To determine if the relation defined by "an integer \( m \) is related to another integer \( n \) if \( m \) is a multiple of \( n \)" is symmetric, reflexive, and transitive, we will analyze each property step by step. ### Step 1: Define the Relation Let \( R \) be the relation defined as: \[ R = \{ (m, n) \mid m, n \in \mathbb{Z} \text{ and } m \text{ is a multiple of } n \} \] This means there exists some integer \( k \) such that: \[ m = k \cdot n \] where \( k \) is a natural number. ### Step 2: Check Reflexivity A relation is reflexive if every element is related to itself. We need to check if \( m \) is related to \( m \): - For any integer \( m \), we can write: \[ m = 1 \cdot m \] Here, \( k = 1 \) is a natural number. - Since \( m \) is a multiple of itself, the relation is reflexive. ### Step 3: Check Symmetry A relation is symmetric if whenever \( m \) is related to \( n \), then \( n \) is also related to \( m \). We need to check: - Assume \( m \) is related to \( n \), which means: \[ m = k \cdot n \] for some natural number \( k \). - To check for symmetry, we need to see if \( n \) is related to \( m \). This would mean: \[ n = \frac{1}{k} \cdot m \] - However, \( \frac{1}{k} \) is not a natural number (it is a rational number), which means \( n \) cannot be expressed as a multiple of \( m \) in the context of natural numbers. - Therefore, the relation is **not symmetric**. ### Step 4: Check Transitivity A relation is transitive if whenever \( m \) is related to \( n \) and \( n \) is related to \( o \), then \( m \) is also related to \( o \).
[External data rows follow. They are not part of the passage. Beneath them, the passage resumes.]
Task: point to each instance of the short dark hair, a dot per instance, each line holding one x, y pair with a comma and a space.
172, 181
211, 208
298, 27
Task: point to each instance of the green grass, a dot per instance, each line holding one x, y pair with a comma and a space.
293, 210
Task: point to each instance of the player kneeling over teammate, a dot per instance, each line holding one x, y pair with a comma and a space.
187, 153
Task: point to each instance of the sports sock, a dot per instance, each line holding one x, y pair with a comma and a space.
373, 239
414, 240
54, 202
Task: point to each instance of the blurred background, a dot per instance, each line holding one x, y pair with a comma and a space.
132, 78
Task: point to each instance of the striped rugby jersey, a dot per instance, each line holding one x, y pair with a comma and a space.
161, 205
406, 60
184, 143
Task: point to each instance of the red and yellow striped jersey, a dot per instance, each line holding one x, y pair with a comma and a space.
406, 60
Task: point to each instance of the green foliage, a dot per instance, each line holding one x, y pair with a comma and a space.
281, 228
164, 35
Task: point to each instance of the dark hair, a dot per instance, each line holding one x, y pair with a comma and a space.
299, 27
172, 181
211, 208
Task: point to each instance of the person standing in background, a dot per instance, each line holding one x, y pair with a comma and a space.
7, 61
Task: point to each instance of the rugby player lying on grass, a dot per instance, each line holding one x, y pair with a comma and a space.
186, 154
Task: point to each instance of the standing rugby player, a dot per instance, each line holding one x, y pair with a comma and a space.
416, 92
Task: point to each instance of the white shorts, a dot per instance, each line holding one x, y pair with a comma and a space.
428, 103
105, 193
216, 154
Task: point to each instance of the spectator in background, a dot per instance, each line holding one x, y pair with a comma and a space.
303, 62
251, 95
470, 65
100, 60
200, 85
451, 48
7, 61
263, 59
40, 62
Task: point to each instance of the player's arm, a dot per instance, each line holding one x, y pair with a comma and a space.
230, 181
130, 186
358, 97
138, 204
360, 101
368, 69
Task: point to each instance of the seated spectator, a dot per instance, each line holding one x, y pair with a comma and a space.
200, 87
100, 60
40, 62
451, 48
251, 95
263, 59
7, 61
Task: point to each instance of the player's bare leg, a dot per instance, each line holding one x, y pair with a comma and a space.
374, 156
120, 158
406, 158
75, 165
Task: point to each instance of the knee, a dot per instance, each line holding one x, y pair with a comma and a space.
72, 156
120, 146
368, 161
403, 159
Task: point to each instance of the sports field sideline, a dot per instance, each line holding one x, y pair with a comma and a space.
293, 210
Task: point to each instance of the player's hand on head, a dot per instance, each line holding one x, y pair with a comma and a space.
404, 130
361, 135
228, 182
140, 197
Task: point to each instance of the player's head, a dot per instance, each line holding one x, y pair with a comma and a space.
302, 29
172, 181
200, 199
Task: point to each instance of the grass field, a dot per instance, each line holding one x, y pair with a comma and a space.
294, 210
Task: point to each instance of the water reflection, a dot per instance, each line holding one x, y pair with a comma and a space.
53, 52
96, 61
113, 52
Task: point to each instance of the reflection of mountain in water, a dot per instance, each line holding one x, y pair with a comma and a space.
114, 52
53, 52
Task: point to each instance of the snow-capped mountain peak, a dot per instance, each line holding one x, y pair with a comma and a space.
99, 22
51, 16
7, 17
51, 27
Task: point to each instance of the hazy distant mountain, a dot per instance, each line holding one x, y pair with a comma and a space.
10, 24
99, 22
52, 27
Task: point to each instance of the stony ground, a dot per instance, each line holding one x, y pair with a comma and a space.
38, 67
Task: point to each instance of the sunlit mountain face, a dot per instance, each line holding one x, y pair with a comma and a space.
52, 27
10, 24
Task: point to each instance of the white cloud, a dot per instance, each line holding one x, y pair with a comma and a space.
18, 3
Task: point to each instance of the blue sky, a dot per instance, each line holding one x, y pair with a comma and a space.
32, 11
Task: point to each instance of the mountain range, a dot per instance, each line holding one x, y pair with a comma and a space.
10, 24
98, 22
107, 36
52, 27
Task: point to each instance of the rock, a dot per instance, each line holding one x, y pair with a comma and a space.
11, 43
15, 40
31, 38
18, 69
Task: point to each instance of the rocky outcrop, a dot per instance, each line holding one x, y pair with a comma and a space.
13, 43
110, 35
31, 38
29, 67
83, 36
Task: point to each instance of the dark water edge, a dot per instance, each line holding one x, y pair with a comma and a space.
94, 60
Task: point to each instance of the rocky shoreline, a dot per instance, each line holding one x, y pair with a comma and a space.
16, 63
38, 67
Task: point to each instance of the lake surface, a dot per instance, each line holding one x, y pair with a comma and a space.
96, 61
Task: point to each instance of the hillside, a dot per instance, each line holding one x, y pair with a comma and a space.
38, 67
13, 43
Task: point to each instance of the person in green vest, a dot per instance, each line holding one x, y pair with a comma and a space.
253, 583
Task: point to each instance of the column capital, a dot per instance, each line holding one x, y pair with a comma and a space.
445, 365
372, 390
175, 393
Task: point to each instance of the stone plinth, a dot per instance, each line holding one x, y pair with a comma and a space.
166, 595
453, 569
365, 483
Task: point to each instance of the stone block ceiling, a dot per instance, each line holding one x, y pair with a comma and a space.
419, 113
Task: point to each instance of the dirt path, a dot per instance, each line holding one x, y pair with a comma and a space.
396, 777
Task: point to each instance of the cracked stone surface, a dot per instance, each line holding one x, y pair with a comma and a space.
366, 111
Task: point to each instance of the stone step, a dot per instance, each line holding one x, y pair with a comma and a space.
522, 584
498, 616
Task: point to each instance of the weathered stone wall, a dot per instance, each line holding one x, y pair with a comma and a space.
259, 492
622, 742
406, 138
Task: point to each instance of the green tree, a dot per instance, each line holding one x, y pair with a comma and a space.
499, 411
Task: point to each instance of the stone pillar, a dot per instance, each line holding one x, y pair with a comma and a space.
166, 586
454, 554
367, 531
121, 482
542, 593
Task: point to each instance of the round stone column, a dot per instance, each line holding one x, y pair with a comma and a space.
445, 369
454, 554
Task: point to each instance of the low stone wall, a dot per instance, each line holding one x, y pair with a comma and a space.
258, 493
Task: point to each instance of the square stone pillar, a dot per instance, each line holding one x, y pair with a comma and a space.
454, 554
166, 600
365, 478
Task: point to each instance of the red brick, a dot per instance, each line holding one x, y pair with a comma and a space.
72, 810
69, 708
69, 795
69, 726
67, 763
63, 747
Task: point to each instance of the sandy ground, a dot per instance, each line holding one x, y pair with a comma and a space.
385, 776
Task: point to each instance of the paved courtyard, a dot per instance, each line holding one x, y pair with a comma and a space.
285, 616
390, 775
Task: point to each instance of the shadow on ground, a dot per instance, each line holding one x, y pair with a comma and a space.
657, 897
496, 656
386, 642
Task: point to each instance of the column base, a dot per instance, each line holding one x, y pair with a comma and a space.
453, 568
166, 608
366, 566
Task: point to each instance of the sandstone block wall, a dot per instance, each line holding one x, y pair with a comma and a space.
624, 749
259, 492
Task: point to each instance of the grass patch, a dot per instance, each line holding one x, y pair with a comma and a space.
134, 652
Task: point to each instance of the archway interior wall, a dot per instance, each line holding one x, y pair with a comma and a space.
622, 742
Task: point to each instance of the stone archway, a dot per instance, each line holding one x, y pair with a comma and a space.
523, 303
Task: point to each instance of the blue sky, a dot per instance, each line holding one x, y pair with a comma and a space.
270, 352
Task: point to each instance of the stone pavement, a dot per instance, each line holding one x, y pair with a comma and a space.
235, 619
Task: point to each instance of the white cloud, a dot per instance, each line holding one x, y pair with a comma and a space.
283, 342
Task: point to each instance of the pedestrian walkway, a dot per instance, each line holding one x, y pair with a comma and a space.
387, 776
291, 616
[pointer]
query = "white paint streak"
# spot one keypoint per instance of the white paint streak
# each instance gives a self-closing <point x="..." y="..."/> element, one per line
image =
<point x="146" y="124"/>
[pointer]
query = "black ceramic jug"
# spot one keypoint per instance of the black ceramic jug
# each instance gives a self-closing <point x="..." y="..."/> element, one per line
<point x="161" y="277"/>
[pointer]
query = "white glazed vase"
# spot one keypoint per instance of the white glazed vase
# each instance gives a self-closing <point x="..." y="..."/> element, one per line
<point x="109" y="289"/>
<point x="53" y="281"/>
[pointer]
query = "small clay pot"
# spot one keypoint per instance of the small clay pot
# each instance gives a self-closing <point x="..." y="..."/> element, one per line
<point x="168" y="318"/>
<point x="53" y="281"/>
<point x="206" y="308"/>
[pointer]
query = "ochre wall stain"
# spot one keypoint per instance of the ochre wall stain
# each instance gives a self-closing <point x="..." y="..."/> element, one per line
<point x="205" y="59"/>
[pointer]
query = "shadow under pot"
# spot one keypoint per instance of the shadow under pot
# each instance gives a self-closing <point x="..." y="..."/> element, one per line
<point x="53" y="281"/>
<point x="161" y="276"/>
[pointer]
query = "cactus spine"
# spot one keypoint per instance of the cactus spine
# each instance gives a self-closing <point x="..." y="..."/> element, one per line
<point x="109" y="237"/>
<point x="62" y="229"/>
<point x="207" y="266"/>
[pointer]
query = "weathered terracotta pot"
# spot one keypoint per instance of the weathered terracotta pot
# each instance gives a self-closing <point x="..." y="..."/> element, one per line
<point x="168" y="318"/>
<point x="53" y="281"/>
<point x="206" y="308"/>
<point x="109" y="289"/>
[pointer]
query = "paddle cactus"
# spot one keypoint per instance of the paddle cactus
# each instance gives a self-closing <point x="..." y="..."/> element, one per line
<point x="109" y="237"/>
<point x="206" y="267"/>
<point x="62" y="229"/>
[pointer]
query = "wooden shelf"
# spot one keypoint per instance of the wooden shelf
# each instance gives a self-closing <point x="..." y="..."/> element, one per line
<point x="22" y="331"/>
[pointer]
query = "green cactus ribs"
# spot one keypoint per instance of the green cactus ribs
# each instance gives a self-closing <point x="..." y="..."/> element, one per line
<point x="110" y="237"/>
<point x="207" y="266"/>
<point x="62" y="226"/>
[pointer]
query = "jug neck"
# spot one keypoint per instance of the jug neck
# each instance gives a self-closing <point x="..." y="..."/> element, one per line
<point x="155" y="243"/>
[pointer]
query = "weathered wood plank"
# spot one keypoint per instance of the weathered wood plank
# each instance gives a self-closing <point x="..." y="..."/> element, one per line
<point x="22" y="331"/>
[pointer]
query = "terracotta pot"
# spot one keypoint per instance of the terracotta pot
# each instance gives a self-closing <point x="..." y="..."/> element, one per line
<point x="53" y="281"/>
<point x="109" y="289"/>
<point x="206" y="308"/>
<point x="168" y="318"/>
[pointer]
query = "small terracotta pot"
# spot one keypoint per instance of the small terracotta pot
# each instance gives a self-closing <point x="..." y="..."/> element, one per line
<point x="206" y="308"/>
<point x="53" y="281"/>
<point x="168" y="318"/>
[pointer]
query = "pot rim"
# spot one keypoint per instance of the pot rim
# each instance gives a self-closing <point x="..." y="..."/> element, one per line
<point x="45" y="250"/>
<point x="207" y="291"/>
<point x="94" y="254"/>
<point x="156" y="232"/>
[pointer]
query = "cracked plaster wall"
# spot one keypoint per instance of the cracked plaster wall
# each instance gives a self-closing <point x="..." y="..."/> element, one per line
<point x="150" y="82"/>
We need to check: - Let \( m \) be related to \( n \) and \( n \) be related to \( o \): - \( m = k \cdot n \) for some natural number \( k \) - \( n = l \cdot o \) for some natural number \( l \) - Substituting the second equation into the first gives: \[ m = k \cdot (l \cdot o) = (k \cdot l) \cdot o \] - Since the product \( k \cdot l \) is also a natural number, \( m \) is a multiple of \( o \). - Therefore, the relation is **transitive**. ### Conclusion - The relation is **reflexive**. - The relation is **not symmetric**. - The relation is **transitive**. ### Summary The relation defined by "an integer \( m \) is related to another integer \( n \) if \( m \) is a multiple of \( n \)" is reflexive and transitive but not symmetric.